PURPOSE: To determine whether class 1 UV-blocking contact lenses protect against UVB radiation-induced damage in a human lens epithelial cell line (HLE B-3) and postmortem human lenses using a proteomics approach.
METHODS: HLE B-3 cells were exposed to 6.4 mW/cm(2) UVB radiation at 302 nm for 2 minutes (768 mJ/cm(2)) with or without covering by senofilcon A class 1 UV-blocking contact lenses or lotrafilcon A non-UV-blocking (lotrafilcon A has some UV-blocking ability, albeit minimal) contact lenses. Control cells were not exposed to UVB radiation. Four hours after treatment, cells were analyzed by two-dimensional difference gel electrophoresis and tandem mass spectrometry, and changes in protein abundance were quantified. F-actin and microtubule cytoskeletons were examined by fluorescence staining. In addition, human donor lenses were exposed to UVB radiation at 302 nm for 4 minutes (1536 mJ/cm(2)). Cortical and epithelial cell proteins were scraped from lens surfaces and subjected to the same protein analyses.

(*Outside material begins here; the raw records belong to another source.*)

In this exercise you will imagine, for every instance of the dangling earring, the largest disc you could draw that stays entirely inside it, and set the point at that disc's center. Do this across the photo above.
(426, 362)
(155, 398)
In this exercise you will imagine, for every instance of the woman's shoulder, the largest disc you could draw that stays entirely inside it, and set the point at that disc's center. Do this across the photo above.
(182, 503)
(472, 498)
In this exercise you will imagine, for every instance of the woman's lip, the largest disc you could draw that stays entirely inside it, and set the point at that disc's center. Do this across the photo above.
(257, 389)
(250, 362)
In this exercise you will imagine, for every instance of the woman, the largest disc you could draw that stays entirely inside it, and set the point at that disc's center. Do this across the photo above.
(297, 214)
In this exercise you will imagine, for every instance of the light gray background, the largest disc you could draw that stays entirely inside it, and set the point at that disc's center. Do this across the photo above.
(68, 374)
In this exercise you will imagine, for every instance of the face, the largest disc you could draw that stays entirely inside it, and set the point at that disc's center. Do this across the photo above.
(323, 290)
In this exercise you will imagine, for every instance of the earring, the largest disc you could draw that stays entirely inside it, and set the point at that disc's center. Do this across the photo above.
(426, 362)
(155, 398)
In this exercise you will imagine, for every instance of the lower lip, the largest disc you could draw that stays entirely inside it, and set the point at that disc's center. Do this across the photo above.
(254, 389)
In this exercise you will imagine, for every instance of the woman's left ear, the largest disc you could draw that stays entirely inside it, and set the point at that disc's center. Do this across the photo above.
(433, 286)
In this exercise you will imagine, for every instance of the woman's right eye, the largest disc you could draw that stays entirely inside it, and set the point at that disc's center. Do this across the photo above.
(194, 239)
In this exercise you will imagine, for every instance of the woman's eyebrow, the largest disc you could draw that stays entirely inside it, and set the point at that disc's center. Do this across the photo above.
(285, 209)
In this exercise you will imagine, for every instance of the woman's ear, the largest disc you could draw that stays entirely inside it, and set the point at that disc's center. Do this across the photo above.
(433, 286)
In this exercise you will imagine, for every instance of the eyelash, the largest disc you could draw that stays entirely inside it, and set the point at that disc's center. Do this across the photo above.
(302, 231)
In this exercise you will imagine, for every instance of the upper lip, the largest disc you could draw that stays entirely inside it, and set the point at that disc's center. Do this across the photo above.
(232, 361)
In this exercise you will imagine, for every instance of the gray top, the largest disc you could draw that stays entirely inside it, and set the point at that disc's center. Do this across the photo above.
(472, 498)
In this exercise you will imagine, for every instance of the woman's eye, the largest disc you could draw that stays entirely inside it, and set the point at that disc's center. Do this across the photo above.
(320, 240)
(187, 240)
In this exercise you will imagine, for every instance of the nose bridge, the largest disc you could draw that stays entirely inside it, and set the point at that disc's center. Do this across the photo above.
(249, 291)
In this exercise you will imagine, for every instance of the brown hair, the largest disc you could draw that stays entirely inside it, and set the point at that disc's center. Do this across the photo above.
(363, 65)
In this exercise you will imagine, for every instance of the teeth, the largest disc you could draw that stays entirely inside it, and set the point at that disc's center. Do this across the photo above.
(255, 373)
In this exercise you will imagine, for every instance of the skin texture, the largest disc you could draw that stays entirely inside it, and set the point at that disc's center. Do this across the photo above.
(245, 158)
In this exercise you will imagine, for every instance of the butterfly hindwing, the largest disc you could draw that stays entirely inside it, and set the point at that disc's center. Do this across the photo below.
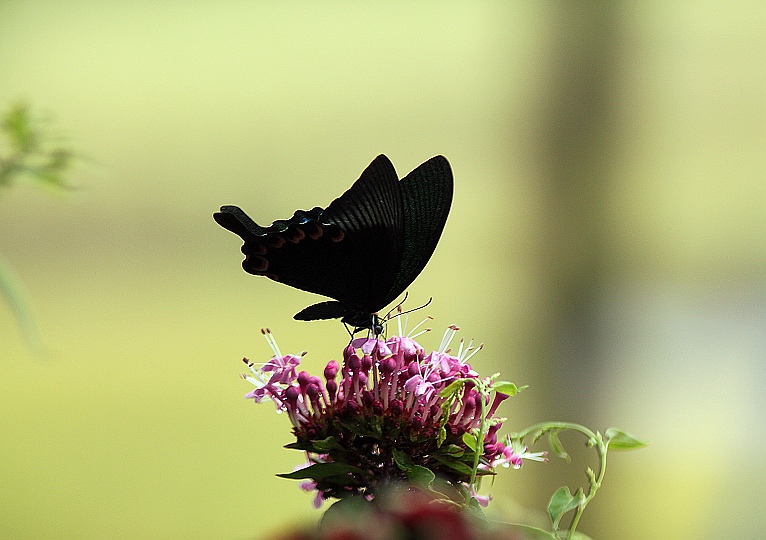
(350, 251)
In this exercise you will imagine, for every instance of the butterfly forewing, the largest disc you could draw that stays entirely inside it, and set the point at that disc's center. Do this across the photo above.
(426, 197)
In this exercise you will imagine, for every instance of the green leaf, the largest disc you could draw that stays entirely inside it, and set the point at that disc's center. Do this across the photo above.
(452, 388)
(18, 125)
(556, 447)
(476, 510)
(532, 533)
(402, 460)
(442, 435)
(420, 476)
(322, 446)
(455, 464)
(620, 440)
(452, 450)
(470, 441)
(562, 501)
(317, 471)
(507, 388)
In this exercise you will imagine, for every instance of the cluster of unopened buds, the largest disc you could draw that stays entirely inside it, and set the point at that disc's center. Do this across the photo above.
(389, 414)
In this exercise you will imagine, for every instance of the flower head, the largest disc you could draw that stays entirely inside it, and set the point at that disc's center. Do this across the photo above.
(389, 413)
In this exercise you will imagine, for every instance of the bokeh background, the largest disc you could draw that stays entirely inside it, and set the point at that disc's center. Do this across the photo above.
(607, 242)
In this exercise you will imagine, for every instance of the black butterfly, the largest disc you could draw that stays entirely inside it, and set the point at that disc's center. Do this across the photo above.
(363, 250)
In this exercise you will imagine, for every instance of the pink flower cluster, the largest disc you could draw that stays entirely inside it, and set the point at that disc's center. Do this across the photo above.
(388, 396)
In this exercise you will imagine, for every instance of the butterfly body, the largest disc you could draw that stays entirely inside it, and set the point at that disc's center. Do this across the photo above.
(363, 250)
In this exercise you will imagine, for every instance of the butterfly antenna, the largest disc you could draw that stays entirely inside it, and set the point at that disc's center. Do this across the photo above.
(397, 307)
(417, 308)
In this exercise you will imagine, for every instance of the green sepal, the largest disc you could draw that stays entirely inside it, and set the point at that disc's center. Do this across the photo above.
(621, 440)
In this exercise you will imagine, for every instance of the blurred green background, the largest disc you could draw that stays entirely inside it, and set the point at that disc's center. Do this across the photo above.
(607, 242)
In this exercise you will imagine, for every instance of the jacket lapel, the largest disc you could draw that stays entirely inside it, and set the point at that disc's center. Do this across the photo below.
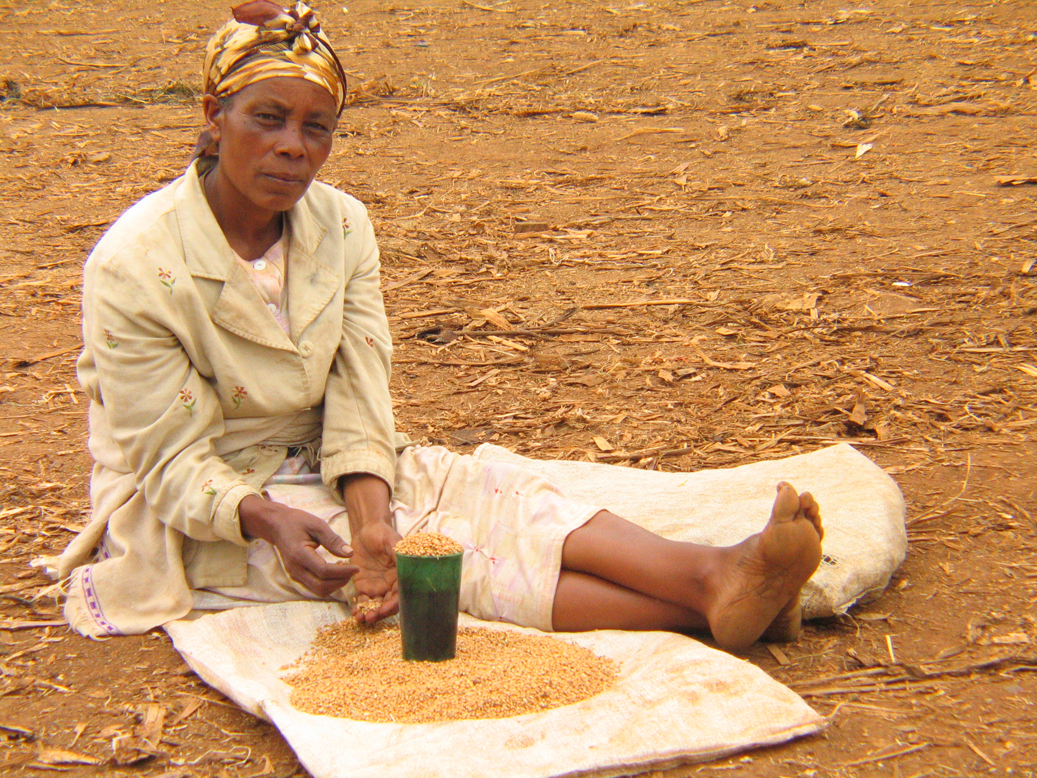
(206, 253)
(311, 283)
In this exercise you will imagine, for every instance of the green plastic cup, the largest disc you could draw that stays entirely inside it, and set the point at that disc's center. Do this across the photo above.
(429, 590)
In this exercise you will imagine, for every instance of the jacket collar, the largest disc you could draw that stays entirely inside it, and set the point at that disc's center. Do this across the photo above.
(240, 309)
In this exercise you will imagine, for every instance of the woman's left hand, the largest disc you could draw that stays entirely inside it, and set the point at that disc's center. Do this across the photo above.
(375, 579)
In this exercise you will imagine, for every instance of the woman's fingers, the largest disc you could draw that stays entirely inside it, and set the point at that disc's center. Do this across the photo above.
(317, 575)
(324, 534)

RESULTS: Senofilcon A lenses were beneficial for protecting HLE B-3 cells against UVB radiation-induced changes in caldesmon 1 isoform, lamin A/C transcript variant 1, DEAD (Asp-Glu-Ala-Asp) box polypeptide, β-actin, glyceraldehyde 3-phosphate dehydrogenase (G3PDH), annexin A2, triose phosphate isomerase, and ubiquitin B precursor. These contact lenses also prevented actin and microtubule cytoskeleton changes typically induced by UVB radiation. Conversely, non-UV-blocking contact lenses were not protective. UVB-irradiated human lenses showed marked reductions in αA-crystallin, αB-crystallin, aldehyde dehydrogenase 1, βS-crystallin, βB2-crystallin, and G3PDH, and UV-absorbing contact lenses significantly prevented these alterations.
CONCLUSIONS: Senofilcon A class 1 UV-blocking contact lenses largely prevented UVB-induced changes in protein abundance in lens epithelial cells and in human lenses.